My mother started laughing again, then yawned. I told her to go to sleep, but she ignored me. No story goes unfinished with her, especially if she’s not paying the long distance charges.

“I had to share a room with a white lady, and she was not too happy about my chocolate butt being in the room with her. She wouldn’t even speak to me. Soon after they brought her in, her electric hospital bed started folding up, with her and her baby in it. She had just had a C-section and couldn’t move too well, so I grabbed her baby and snatched the plug out of the wall to make the bed stop folding up on her. Then she had the nerve to start screaming like I was trying to steal her baby and didn’t even thank me for getting her baby out of the bed.

“As if on cue, your dad walks in to see how I’m doing. The white lady still hadn’t recovered from the shock of being eaten by her own hospital bed, and then in comes a white man to kiss me on the lips! That lady looked like she wished the bed would eat her back up again.

“When your dad left, she was steaming. Then one of the big doctors at the hospital comes in to see me. We had both volunteered at the Human Rights Committee together. He nods to her, and goes by her bed, walks right up to me, and says, ‘Hey, Gwen, you still head nurse at City?’ Her eyes got so big. Her whole world changed that day.

“The next day, I said good morning to the woman and she wouldn’t say anything back. So later, a nurse came in while I was holding you and asked your name. I said, ‘Angela’; then, loudly, I added, ‘After Angela Davis!’ just to make her think she was sharing the room with a radical.

“But that wasn’t right. I didn’t name you after Angela Davis. I named you after I saw your face. You looked just like an angel, and I knew there was no other name I could give you.”

Damn, I kinda wanted to be named after Angela Davis. Oh, well.

I heard my mother’s microwave go off. The beep seemed to jolt her out of reminiscing. Her voice lowered. “I have to go,” she said.
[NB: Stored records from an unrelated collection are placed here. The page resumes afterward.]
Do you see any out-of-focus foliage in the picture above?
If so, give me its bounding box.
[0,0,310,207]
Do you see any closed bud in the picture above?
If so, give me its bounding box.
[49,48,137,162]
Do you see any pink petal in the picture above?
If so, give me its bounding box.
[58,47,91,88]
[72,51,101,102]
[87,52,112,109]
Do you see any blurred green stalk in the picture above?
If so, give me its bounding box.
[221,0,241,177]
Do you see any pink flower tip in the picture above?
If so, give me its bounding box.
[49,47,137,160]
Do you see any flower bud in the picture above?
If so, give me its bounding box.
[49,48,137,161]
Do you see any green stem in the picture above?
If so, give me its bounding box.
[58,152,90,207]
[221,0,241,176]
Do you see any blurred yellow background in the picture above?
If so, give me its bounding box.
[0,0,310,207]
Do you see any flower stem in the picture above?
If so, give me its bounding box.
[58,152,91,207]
“Okay,” I said, a little saddened at the abrupt ending. Hearing the disappointment in my voice, she perked up.

“Did I tell you I’m on Weight Watchers again? I get weighed in tomorrow. I’ll call and let you know how much I’ve lost! If I could get back down to the size I was when I had you, I’d be a foxy mama!”

“Okay, good night, foxy mama,” I replied, hanging up the phone and reminding myself to update my mother’s slang on my next visit home.
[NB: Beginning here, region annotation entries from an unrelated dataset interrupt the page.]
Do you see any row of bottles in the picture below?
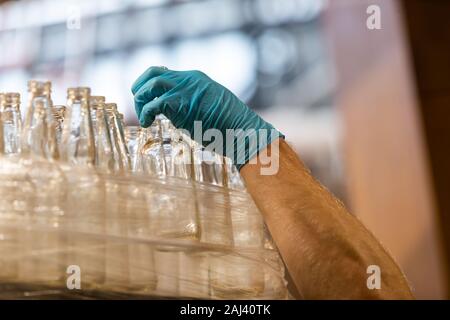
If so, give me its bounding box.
[0,81,284,298]
[0,80,244,189]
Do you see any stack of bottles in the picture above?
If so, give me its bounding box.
[0,81,288,299]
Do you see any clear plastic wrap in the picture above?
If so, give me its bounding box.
[0,156,288,299]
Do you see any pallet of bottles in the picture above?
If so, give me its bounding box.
[0,159,288,299]
[0,80,288,299]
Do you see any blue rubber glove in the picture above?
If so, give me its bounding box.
[131,67,284,169]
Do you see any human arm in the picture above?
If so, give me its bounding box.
[132,68,412,299]
[240,139,413,299]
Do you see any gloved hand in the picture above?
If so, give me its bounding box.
[131,67,284,169]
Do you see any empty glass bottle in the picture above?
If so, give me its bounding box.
[0,93,22,154]
[52,105,66,149]
[21,80,59,159]
[105,103,131,172]
[125,126,141,172]
[89,96,115,172]
[159,115,192,179]
[61,87,95,165]
[138,119,166,176]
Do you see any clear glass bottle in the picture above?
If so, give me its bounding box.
[105,103,131,172]
[139,120,167,176]
[158,115,192,179]
[61,87,95,166]
[21,80,59,159]
[0,144,36,284]
[52,105,66,149]
[192,141,224,186]
[125,126,141,172]
[0,93,22,154]
[89,96,115,172]
[61,87,106,288]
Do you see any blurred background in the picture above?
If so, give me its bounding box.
[0,0,450,298]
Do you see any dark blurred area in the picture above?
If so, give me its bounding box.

After I hung up, I wondered if there was a Black Panther alumni newsletter and if my mother had recently sent in an update.

Gwen Nissel ’74 writes to say that she regularly chats about Weight Watchers points with her half-white daughter. Though she no longer actively participates in the revolution, she is happy to announce that the divorce from the white man finally went through and she is now engaged to a black Baptist preacher.